Installation view of 《The 2nd Sambo Art Prize》 © Daegu Art Center

The Sambo Art Award is an award established with the sponsorship of the Sambo Cultural Foundation and Sambo Motors Co., Ltd. It aims to discover leading artists in the field of fine art and to support the creative practices of selected artists through financial awards. As a representative initiative that realizes the value of cultural patronage through close partnerships between regionally representative corporations and cultural institutions, the award is built on a ten-year commitment, serving as a meaningful example of a sustainable culture of philanthropy.

This exhibition presents an exceptional opportunity to view works by Hong Yuyoung and Hosu Lee, the recipients of the 2nd Sambo Art Award (2024).

 
■ Exhibition Rooms 6–7: Hosu Lee
· Exhibition Theme: Space-Time Travel II
· Artist’s Note:
Time is no longer a linear flow or an object of measurement. By diverting the motion of the pendulum—originally devised to measure time—from its intended purpose, Lee seeks to contemplate the origin of time, or a state “before time,” within the nonlinear rhythms produced by repetition and vibration. This approach constitutes both a philosophical inquiry into sensory forms prior to experience and an experiment aimed at approaching a pre-conscious temporality beyond the grasp of awareness.

This exhibition reveals a complex temporality formed as machines, senses, bodies, and sites traverse and transgress one another’s boundaries. Lee’s practice, which has explored the possibilities of sensations that may precede or exist outside human cognitive frameworks of time, space, and the body, ultimately becomes a thought experiment that tests “immeasurable time” through a sculptural language. This exhibition represents the present tense of that thought experiment.


 
■ Exhibition Rooms 8–9: Hong Yuyoung
· Exhibition Theme: Silence Between Structures
· Exhibition Overview: In The Edges of Fiction (2017), Jacques Rancière discusses William Faulkner’s The Sound and the Fury (1929), noting how the four distinct narrative voices and their intricately fractured temporalities do more than merely present different points of view. They reveal another configuration of the politics of what can be said and what can be made meaningful—that is, of how speech becomes intelligible. Among the four voices, Benjy, an intellectually disabled character who “speaks” without speech, is depicted as one who cannot properly speak in social terms—an existence rendered as noise. His fragmented noises disrupt the novel’s established narrative order, generating a new partition and order of the sensible.

《Silence Between Structures》(2025) brings into the sensory realm those entities that are overlooked as invisible, inaudible, and fragmented noises existing between the structures, systems, and orders that operate within everyday urban environments. The exhibition demonstrates how gaps between structures and pauses between moments can function as sites of resistance and as fields for potential change—not merely in relation to architecture, but by revealing orders, relationships, and spaces of resistance that exist invisibly within constructed systems, hidden, erased, and concealed within silence.

Silence between structures is not simply empty space, void, or stillness; rather, it operates as a heterogeneous apparatus that subtly unsettles the relationships of rigid and dominant orders.
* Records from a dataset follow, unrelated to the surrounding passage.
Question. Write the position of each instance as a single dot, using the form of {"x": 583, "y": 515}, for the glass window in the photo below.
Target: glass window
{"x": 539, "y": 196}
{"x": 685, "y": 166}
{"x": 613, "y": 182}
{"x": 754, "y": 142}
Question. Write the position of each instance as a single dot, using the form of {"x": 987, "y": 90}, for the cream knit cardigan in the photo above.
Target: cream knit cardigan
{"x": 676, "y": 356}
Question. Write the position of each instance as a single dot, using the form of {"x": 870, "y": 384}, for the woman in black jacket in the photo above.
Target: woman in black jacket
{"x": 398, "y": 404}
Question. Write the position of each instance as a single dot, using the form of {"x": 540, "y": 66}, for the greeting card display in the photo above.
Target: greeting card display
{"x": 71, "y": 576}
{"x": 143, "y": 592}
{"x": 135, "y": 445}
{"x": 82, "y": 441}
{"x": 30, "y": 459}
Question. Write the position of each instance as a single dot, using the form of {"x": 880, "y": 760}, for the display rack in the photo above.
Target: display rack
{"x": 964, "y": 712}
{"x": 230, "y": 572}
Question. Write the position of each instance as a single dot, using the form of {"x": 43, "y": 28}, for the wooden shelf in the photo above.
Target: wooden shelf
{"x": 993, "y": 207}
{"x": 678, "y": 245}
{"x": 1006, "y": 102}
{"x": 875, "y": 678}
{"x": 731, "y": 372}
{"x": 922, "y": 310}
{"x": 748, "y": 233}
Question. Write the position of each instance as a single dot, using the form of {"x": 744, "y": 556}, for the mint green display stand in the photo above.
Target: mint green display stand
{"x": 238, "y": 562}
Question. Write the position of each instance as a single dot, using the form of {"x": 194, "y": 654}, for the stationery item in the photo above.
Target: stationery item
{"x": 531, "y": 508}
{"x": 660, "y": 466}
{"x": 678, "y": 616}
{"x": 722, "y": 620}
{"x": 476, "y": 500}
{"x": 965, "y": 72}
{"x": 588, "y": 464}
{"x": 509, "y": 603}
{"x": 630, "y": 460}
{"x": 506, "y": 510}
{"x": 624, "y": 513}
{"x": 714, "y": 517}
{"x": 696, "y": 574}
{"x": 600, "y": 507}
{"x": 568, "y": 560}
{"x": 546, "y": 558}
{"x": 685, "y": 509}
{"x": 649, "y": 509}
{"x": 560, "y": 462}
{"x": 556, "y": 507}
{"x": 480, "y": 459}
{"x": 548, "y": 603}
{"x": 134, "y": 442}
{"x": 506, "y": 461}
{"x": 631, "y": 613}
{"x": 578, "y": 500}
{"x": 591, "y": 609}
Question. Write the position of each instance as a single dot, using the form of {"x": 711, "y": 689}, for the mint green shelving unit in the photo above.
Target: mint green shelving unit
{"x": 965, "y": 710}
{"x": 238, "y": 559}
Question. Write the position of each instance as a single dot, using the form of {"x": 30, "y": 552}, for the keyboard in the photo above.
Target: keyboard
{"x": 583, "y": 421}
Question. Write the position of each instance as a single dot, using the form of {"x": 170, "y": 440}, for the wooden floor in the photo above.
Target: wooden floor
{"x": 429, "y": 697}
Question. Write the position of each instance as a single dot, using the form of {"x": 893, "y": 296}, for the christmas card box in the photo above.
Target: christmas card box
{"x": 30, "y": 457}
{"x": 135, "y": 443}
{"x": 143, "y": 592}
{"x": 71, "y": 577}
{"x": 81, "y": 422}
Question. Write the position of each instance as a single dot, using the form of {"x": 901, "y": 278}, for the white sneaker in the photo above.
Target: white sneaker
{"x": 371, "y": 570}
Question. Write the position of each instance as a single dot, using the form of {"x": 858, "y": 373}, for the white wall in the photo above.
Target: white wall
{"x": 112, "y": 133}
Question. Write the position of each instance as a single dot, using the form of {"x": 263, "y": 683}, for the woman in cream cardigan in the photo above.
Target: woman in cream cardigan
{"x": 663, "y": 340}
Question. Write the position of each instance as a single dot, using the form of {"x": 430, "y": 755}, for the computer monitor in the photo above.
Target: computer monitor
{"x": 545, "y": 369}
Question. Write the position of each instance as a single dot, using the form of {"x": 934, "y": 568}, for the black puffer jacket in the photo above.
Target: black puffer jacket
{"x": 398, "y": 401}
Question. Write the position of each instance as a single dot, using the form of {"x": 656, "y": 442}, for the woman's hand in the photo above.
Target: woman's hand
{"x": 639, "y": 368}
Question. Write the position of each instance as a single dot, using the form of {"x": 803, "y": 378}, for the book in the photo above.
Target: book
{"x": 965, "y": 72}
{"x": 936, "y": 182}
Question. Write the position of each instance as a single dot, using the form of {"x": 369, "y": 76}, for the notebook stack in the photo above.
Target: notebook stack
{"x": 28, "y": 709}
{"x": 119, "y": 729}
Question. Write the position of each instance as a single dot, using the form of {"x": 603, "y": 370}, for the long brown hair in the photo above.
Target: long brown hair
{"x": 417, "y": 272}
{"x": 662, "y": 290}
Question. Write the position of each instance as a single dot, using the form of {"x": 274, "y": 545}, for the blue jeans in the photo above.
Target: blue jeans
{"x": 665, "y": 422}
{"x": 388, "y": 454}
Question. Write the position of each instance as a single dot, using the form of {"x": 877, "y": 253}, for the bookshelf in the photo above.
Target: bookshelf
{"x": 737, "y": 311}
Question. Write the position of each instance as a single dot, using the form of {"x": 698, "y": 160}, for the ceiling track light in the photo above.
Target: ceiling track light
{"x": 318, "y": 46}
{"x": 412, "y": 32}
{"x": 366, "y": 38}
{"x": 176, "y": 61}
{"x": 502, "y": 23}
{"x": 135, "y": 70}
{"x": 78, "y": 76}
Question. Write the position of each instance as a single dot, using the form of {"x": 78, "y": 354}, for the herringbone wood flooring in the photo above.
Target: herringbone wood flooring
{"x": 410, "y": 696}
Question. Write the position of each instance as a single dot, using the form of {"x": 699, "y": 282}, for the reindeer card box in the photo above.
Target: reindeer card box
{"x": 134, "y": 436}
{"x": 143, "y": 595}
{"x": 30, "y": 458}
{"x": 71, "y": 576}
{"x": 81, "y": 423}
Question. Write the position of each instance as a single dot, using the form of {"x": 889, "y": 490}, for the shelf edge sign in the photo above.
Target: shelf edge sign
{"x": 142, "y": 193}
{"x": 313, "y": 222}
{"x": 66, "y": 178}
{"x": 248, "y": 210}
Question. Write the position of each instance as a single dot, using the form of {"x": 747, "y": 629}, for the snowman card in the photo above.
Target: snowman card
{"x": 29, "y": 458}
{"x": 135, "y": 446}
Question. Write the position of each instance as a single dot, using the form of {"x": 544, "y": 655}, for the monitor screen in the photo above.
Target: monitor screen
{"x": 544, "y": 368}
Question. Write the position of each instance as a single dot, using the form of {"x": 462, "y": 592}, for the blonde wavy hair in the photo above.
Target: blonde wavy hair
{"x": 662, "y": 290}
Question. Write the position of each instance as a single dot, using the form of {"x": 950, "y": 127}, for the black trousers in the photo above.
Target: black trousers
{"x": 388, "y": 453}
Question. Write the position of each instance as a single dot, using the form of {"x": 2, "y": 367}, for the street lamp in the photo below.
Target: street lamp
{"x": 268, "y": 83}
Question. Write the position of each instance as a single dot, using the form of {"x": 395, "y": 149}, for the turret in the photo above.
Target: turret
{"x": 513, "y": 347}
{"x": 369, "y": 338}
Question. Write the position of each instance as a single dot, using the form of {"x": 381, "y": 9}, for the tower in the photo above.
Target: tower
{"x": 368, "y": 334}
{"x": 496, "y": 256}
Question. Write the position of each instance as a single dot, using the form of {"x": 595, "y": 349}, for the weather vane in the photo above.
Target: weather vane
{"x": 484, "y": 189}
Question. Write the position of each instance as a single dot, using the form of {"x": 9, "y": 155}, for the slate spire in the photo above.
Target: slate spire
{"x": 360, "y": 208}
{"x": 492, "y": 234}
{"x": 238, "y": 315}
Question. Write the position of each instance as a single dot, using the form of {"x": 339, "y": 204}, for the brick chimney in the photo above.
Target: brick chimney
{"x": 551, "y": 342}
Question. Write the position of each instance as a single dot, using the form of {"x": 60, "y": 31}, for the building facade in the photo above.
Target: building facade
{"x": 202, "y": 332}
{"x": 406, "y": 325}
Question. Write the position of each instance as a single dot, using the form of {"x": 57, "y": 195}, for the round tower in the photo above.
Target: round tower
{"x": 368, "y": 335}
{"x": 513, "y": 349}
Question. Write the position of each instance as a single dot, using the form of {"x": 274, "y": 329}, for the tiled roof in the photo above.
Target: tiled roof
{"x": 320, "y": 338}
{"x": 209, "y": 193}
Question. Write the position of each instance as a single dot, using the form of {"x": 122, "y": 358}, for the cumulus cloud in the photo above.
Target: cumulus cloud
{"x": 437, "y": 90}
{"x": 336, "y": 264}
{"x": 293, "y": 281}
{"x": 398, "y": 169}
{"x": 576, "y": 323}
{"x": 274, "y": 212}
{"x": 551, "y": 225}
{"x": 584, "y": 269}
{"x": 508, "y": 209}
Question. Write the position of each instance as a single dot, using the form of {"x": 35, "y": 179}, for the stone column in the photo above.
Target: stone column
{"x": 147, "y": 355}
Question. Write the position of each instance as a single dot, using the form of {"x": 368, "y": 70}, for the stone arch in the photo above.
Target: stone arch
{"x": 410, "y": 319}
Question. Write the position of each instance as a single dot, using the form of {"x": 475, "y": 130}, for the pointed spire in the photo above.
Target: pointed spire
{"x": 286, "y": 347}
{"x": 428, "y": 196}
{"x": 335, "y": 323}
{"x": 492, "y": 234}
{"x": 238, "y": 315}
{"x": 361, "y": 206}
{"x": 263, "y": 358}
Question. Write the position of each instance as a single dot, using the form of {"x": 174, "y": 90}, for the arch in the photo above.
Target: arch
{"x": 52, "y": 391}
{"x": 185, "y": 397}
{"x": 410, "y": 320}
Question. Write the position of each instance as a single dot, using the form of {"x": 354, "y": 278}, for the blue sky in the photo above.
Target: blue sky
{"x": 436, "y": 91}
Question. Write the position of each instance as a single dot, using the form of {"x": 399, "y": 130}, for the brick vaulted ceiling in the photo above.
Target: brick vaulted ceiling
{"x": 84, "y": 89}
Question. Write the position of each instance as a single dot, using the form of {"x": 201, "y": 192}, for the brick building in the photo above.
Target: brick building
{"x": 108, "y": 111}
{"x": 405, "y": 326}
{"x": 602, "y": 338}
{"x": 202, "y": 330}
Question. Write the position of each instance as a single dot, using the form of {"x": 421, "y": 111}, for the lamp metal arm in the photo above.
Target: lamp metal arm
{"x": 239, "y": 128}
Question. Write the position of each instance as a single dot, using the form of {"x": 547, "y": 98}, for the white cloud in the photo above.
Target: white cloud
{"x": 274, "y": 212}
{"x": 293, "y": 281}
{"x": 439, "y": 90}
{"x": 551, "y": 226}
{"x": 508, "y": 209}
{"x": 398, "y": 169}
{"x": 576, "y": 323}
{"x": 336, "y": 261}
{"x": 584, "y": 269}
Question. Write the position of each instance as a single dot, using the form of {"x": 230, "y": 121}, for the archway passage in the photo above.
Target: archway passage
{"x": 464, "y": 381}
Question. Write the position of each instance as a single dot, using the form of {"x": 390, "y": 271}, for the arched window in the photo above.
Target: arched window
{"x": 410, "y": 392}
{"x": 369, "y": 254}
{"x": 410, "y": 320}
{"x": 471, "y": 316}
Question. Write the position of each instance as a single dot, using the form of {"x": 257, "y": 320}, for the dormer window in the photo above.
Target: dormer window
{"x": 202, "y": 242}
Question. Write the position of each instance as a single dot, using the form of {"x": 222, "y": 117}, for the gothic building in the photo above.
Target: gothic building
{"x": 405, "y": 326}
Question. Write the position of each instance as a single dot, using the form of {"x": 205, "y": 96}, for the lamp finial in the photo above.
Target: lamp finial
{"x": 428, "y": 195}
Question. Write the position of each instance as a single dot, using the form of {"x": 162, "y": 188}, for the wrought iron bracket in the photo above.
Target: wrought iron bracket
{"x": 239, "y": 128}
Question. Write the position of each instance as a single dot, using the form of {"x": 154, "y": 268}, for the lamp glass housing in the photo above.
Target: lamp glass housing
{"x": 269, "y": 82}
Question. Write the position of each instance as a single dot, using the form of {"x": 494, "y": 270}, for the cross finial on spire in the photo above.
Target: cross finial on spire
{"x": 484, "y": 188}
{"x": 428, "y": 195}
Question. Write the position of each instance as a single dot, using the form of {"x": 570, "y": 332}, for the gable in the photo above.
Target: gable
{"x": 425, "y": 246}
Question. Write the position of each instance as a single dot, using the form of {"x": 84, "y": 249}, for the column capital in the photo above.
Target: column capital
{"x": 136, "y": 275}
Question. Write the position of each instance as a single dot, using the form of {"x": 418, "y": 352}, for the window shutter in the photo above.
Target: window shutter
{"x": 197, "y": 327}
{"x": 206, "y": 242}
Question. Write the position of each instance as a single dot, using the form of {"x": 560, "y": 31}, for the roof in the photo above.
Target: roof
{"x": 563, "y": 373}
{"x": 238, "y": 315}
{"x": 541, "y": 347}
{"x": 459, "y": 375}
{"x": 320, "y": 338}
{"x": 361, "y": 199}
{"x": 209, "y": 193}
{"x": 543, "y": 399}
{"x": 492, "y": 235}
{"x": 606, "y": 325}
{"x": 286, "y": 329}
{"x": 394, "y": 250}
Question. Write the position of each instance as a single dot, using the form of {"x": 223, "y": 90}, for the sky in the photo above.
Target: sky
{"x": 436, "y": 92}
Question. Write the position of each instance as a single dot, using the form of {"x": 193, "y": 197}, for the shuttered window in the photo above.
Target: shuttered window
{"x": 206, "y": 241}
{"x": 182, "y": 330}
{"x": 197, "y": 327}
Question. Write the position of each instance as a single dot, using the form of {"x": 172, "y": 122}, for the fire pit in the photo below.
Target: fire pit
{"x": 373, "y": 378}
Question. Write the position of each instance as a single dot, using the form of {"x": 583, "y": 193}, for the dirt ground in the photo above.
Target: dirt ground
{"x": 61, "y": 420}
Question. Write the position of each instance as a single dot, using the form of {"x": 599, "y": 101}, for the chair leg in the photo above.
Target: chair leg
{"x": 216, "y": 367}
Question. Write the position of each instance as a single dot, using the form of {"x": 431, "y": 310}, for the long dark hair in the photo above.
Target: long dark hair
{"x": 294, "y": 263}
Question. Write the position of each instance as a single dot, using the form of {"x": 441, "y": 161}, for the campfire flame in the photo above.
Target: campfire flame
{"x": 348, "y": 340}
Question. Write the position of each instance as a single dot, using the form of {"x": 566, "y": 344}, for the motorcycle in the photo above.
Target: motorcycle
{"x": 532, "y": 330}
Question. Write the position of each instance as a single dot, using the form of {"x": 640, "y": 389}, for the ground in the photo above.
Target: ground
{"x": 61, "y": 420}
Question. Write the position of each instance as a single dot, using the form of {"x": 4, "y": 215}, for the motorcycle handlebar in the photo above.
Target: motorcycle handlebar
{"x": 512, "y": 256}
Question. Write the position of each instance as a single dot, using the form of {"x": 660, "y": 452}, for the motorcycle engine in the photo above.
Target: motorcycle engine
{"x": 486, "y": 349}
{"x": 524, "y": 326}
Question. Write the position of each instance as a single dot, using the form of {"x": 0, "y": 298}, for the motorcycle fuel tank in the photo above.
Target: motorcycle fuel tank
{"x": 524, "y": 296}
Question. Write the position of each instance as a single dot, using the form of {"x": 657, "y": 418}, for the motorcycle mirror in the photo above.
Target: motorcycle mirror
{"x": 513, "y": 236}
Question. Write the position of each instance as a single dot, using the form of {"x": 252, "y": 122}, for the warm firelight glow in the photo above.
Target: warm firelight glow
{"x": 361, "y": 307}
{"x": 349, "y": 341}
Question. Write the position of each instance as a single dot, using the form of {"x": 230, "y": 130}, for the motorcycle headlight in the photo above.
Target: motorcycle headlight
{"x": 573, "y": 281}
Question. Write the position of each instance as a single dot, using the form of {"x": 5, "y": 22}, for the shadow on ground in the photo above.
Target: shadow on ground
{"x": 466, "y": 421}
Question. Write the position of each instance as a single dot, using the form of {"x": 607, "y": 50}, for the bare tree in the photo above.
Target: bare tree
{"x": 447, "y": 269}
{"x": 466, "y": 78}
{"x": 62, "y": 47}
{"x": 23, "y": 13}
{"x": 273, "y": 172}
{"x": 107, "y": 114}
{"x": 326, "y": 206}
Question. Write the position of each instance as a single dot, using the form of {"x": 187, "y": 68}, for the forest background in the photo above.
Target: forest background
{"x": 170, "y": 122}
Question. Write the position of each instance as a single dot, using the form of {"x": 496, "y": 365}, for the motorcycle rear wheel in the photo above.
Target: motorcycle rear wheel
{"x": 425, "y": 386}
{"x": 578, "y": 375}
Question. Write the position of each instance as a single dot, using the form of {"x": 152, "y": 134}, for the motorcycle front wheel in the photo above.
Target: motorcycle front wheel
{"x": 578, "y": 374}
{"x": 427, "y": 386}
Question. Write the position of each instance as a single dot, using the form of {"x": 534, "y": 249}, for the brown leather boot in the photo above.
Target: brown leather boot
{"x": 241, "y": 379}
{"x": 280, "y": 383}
Through the minute cracks that emerge, it prompts a reconsideration of the dynamics of invisible power, presence, and absence embedded within constructed spatial arrangements.

The exhibition pays particular attention to a mode of “impersonal writing that abolishes all directional processes of speech and rejects all hierarchies among speaking beings.” In ‘The Sound and the Fury’, the silence attributed to the speechless—embedded within a story that signifies nothing—produces ruptures in tense and voice, infinitely deferring specific events and placing them together in the present tense.

Focusing on objects that easily disappear before our eyes or require great effort to apprehend—such as glass panels, thin lines, colors that produce subtle differences against white gallery walls, and objects collected from demolition sites or transient spaces—the exhibition amplifies their fragile materiality. Through this process, reconfigured tenses and narratives draw forth complex and delicate interconnections among relations and orders, speech and silence, structures and the invisible. Within the gaps of silence where meaning is suspended or remains as a form of resistance inside dominant structures, systems are subtly shaken, gradually revealing—at a slanted angle—other, previously unseen tensions.